Break-A-Scene: The AI-Powered Object Extraction and Remixing


Humans naturally possess the ability to break down complicated scenes into component elements and imagine them in various scenarios. One might easily picture the same creature in multiple attitudes and locales or imagine the same bowl in a new environment, given a snapshot of a ceramic artwork showing a creature reclining on a bowl. Today’s generative models, however, need help with tasks of this nature. Recent research suggests personalizing large-scale text-to-image models by optimizing freshly added specialized text embeddings or fine-tuning the model weights, given many pictures of a single idea, to enable synthesizing instances of this concept in unique situations.

Researchers from the Hebrew University of Jerusalem, Google Research, Reichman University, and Tel Aviv University present a novel scenario for textual scene decomposition in this study. Their goal is to identify a distinct text token for each idea from a single image of a scene that may include a number of concepts of different types. As a result, creative graphics may be produced using verbal cues to highlight particular ideas or a variety of subjects. It may not be evident since the concepts they seek to learn or extract from the customisation activity are only occasionally visible. Previous works have addressed this ambiguity by concentrating on one subject at a time and utilizing a number of photos to portray the concept in different contexts. The alternative, though, methods are required to resolve the problem when transitioning to a single-picture situation. n

They specifically suggest adding a series of masks to the input image to add further information about the concepts they want to extract. These masks may be free-form ones that the user supplies or ones produced by an automated segmentation approach (such as). Adapting the two primary techniques, TI and DB, to this environment indicate a reconstruction-editability tradeoff. Whereas TI fails to rebuild the ideas in a new context properly, DB needs more context control due to overfitting. In this study, the authors suggest a unique customization pipeline that successfully strikes a compromise between maintaining learned concept identity and preventing overfitting. 

Figure 1 provides an overview of our methodology, which has four main parts: (1) We use a union-sampling approach, in which a new subset of the tokens is sampled every time, to train the model to handle various combinations of created ideas. Additionally, (2) in order to prevent overfitting, we employ a two-phase training regime, starting with the optimisation of just the recently inserted tokens with a high learning rate and continuing with the model weights in the second phase with a reduced learning rate. The desired ideas are reconstructed by use of a (3) disguised diffusion loss. Fourth, we employ a unique cross-attention loss to promote disentanglement between the learned ideas.

Their pipeline contains two steps, which are shown in Figure 1. To rebuild the input image, they first identify a group of special text characters (called handles), freeze the model weights, and then optimize the handles. They continue to refine the handles while switching over to fine-tuning the model weights in the second phase. Their method strongly emphasizes disentangling concept extraction or ensuring that each handle is connected to just one target concept. They also understand that the customization procedure cannot be performed independently for each idea to develop graphics showcasing combinations of notions. In response to this discovery, we offer union sampling, a training approach that meets this need and improves the creation of idea combinations. 

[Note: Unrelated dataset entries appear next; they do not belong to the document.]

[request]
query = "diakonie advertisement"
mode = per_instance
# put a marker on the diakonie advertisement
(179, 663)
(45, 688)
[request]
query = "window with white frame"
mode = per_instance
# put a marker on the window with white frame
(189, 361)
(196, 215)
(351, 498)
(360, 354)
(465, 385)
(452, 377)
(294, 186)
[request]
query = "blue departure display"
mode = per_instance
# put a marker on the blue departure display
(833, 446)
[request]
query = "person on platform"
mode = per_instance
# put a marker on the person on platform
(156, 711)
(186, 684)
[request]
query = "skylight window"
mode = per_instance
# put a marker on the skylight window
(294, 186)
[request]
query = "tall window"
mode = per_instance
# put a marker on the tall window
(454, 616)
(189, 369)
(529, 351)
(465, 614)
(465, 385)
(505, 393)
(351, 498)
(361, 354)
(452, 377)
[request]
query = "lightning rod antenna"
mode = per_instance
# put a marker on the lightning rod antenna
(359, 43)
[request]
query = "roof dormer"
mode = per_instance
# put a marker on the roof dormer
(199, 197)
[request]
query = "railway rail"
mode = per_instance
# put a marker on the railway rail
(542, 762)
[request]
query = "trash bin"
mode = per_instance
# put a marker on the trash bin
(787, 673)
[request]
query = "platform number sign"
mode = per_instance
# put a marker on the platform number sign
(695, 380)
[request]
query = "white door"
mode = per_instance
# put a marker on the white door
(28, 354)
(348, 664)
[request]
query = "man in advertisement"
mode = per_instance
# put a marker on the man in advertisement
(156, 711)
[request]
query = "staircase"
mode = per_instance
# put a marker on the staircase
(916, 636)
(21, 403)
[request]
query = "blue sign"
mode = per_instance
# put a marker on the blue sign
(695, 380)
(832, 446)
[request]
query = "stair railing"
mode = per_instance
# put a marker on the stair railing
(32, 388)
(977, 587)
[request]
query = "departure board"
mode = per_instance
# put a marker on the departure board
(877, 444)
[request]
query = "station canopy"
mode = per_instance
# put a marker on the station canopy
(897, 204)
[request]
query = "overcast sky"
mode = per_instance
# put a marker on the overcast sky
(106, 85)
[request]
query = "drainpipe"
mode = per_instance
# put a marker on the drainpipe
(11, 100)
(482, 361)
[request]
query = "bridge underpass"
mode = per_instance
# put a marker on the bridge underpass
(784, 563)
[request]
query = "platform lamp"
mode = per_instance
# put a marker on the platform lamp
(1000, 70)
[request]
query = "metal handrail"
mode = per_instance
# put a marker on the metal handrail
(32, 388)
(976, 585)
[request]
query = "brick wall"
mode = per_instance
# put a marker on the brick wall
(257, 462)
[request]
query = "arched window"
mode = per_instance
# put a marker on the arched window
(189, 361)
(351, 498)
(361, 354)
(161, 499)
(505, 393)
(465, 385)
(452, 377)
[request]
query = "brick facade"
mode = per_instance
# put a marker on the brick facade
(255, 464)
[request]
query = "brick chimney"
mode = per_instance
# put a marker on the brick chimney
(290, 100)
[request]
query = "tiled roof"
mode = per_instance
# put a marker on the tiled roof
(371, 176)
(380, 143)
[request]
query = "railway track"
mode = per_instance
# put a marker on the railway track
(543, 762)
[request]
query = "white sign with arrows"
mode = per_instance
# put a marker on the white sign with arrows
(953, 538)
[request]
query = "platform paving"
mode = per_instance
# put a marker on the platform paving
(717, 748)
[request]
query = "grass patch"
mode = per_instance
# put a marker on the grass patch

They do this by utilizing the masked diffusion loss, a modified variation of the standard diffusion loss. The model is not penalized if a handle is linked to more than one concept because of this loss, which guarantees that each custom handle may deliver its intended idea. Their main finding is that they may punish such entanglement by additionally imposing a loss on the cross-attention maps, which are known to correlate with the scene layout. Due to the additional loss, each handle will concentrate solely on the areas covered by its target concept. They offer several automatic measurements for the task to compare their methodology to the benchmarks. 

They have made the following contributions, in order: (1) they introduce the novel task of textual scene decomposition; (2) they propose a novel method for this situation that strikes a balance between concept fidelity and scene editability by learning a set of disentangled concept handles; and (3) they suggest several automatic evaluation metrics and use them, along with a user study, to demonstrate the effectiveness of their approach. They also conduct user research, which shows that human assessors also like their methodology. In their last part, they suggest several applications for their technique.